Jan Krizenecky

Jan Krizenecky (Source: http://www.filmovy-plakat.czThe first Czech filmmaker

The cinema arrived in the Czech lands of the Austro-Hungarian empire on 15 July 1896 when the Lumière Cinématographe was demonstrated by one Goldschmidt, working for the Lumière concessionary Eugène Dupont, at the Casino, Karlovy Vary. Numerous travelling showmen visited Karlovy Vary and Prague thereafter with film projectors in tow throughout 1896, but it was two years later that the first native Czech films were made. Jan Krizenecky was an architectural student and a keen photographer who had visited Paris and, with colleague Josef Pokorny, purchased a Cinématographe. In June 1898 he first exhibited at the Architecture and Engineering Exhibition in Prague some short actualities and three short comic films under the banner of Cesky Kinematograf (Czech Kinematograph), thus making cinema part of the growing demand for Czechs to be recognised as a nation.

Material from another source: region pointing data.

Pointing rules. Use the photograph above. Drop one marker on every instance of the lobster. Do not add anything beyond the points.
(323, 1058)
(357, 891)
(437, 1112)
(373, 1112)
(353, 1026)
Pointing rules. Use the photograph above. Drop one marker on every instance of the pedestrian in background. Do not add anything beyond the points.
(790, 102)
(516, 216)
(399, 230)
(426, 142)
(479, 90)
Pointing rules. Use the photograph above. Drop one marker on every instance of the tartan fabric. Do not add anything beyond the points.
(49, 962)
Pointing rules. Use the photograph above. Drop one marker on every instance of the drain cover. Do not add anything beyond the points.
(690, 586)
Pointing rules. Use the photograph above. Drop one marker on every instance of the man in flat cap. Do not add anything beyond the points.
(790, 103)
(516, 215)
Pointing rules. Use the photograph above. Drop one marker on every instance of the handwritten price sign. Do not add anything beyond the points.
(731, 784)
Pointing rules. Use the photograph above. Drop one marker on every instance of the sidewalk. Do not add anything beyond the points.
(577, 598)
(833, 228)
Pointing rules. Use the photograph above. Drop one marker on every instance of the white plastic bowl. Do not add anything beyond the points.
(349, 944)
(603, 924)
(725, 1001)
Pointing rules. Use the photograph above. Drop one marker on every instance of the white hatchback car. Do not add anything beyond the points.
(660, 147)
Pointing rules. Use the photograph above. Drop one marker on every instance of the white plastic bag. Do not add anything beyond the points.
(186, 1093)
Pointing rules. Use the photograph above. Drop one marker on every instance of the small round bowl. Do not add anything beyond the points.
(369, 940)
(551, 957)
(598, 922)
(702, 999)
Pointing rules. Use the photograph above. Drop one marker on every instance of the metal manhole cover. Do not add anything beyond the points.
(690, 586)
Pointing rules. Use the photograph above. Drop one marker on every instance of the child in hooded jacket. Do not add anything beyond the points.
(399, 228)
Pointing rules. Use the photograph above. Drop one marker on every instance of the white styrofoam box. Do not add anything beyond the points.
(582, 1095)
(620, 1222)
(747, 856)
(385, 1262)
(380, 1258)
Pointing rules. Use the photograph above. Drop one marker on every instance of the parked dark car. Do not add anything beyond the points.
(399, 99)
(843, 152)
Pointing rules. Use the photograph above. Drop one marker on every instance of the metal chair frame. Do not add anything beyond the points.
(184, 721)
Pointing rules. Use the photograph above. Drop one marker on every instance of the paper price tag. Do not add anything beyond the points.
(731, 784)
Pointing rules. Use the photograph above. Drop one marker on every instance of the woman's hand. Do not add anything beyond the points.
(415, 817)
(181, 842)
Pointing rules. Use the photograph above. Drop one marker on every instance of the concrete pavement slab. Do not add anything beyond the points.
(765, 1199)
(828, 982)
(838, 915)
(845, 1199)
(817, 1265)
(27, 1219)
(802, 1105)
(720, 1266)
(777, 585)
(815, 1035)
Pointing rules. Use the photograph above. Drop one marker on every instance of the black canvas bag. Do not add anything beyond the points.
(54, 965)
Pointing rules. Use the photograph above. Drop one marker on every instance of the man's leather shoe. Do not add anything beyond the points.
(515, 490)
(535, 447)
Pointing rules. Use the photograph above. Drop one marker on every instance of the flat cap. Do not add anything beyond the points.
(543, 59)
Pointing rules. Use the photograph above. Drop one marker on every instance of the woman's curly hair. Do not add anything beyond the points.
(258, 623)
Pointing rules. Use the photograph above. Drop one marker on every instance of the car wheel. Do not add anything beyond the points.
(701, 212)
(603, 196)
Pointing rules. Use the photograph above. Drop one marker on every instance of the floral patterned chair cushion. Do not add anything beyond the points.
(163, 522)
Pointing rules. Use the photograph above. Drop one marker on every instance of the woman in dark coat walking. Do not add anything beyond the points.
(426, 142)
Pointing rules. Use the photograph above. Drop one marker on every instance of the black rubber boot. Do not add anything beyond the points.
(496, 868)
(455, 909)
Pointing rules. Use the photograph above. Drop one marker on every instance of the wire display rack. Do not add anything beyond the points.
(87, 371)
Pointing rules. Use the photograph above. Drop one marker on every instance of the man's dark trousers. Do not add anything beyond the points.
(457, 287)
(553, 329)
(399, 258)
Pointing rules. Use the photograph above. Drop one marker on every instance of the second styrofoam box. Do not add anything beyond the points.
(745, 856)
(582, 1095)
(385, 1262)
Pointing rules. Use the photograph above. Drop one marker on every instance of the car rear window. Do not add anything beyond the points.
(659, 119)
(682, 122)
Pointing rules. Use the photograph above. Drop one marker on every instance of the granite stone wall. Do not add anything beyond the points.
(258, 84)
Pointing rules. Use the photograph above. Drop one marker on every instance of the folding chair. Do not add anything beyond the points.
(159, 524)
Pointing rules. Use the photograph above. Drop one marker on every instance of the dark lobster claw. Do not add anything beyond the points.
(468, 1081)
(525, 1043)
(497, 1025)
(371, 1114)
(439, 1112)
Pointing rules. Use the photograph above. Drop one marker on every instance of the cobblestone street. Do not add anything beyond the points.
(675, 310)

The films were Dostavencicko Ve Mlynici (Appointment at the Mill), Plac a Smich (Tears and Laughter) and Vystavni Parkar a Lepic Plakatu (The Billsticker and the Sausage Vendor), and all three starred popular comic café performer and postcard publisher Josef Svab-Malostransky, who went on to have a very successful film career lasting until his death in 1932. Following these first experiments Krizenecky filmed various topical events with his modified Cinématographe, notably the Sokol sports festival in Prague in 1901, taken from a high tower to capture the full effect of the spectacular gymnastic display, an event that he would return to annually. He continued to write and direct films over the next decade, eventually working for Kinofa, the first Czech film company. Leaving the world of film in 1910, he went on to work for the Prague city archive.